Is the Colouring Cities Research Programme (CCRP) there to support the Colouring London project or how can you describe the relationship between those two?

The CCRP has evolved out of the development of Colouring London. Colouring London has to date operated as the open code prototype for CCRP international partners. However from this year we are changing this model. Colouring London will now be renamed and expanded this year to become Colouring Britain. Core code from colouring London has now been copied into a new repository called core-colouring cities. Features and issues in this GitHub repository will now be co-worked on by engineers from all participating CCRP countries. Turing will continue to oversee code additions and changes.

You want to use Artificial Intelligence in the future - what will that look like?

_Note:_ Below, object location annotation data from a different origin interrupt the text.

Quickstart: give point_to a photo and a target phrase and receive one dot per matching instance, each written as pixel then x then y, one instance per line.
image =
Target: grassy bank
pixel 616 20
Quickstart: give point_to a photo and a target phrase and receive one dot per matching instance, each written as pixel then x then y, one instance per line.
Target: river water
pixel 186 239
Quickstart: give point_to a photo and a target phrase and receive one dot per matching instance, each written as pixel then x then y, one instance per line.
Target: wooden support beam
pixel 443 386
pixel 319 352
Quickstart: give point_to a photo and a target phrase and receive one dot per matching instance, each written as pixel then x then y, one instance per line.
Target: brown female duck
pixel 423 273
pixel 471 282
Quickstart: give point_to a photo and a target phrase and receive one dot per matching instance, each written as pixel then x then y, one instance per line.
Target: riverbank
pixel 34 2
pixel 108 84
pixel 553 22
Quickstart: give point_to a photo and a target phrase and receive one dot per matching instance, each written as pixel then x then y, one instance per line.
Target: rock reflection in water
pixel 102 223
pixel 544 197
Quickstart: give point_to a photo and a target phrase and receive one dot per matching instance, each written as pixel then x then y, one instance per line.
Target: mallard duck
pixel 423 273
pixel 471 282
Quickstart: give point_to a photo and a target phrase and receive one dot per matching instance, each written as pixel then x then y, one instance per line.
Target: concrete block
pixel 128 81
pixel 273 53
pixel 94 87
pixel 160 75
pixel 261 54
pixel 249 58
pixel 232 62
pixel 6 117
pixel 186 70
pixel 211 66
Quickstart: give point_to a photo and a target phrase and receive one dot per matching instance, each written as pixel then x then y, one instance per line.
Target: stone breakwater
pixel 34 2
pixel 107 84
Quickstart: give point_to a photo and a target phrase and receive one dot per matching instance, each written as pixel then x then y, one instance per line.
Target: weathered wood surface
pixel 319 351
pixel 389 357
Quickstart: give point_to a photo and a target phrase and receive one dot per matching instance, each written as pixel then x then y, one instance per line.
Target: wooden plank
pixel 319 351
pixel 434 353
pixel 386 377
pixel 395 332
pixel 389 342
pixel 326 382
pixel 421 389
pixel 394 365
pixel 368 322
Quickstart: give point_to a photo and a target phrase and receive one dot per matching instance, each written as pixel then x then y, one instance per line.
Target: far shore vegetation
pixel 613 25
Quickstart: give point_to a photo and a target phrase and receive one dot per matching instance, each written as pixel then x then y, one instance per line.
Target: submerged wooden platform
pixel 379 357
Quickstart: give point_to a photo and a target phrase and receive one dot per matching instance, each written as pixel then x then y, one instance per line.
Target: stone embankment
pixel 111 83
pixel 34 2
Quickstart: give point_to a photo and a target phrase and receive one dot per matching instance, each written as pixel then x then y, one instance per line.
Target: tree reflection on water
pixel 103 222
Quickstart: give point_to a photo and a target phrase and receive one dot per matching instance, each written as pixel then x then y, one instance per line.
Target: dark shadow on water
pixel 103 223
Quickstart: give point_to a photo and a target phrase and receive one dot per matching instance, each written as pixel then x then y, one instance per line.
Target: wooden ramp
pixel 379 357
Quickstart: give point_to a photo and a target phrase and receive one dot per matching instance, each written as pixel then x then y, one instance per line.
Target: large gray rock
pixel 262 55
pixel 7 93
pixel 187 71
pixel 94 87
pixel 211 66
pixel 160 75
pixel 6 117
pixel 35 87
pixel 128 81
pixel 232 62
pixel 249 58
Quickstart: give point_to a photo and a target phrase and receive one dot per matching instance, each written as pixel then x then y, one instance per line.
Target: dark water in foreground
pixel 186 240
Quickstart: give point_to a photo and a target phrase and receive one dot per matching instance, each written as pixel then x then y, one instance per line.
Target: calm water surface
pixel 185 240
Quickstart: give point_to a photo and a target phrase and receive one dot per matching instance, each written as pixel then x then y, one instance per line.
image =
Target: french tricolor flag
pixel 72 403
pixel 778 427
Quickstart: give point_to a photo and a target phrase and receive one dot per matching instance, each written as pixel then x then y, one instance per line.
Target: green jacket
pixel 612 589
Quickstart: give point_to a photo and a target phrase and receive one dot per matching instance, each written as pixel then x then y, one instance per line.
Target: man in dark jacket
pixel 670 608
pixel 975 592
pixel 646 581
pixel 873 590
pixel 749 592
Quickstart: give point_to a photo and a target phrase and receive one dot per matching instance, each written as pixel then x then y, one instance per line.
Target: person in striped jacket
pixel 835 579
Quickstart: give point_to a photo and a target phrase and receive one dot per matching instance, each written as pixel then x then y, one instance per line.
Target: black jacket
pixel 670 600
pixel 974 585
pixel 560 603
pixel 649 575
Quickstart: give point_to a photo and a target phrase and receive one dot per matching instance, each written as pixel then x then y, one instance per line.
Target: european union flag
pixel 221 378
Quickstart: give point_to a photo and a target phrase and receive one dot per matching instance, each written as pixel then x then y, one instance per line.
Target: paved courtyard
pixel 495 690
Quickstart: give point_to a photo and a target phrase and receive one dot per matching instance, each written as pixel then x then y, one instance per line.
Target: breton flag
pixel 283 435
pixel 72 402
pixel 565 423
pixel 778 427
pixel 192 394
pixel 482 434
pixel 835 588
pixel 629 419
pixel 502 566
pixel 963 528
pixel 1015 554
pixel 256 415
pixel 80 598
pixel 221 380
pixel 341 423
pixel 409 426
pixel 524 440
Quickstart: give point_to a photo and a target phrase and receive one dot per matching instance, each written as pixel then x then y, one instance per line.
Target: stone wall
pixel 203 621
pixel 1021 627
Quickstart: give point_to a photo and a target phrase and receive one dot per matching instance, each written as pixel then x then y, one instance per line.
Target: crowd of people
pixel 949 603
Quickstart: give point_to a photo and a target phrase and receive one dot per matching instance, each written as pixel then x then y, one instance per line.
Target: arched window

Our engineers are already beginning to test use of AI in the development of our open code and this year we will begin to develop algorithms to support rapid large-scale inference specific types of data based on footprint size, shape and specific configuration. What we are really interested in in future working with academic partners to use AI to begin to identify underlying patterns and relationships within the data. But this can only happen once we have collected enough data/ huge amounts of data within and across countries for such patterns and cycles to be able to be identified. This is what CCRP platforms are set up, in this first stage, to do. We’re interested in for example better understanding the relationship between building form and construction and urban health, to look at deprivation cycles in urban areas over more than 100 years and identify whether areas of high deprivation largely remain (as they do in London) in the same areas despite a century of policies, to begin to understand why retrofit is occurring more rapidly in some geographic locations than others, and to see what are patterns that are common across countries or specific to a single nation? But we also need to do this in a way that always maximise security and privacy of international platform users and of building occupiers. So a lot more discussion is needed and a lot more work undertaken around ethical issues as we go.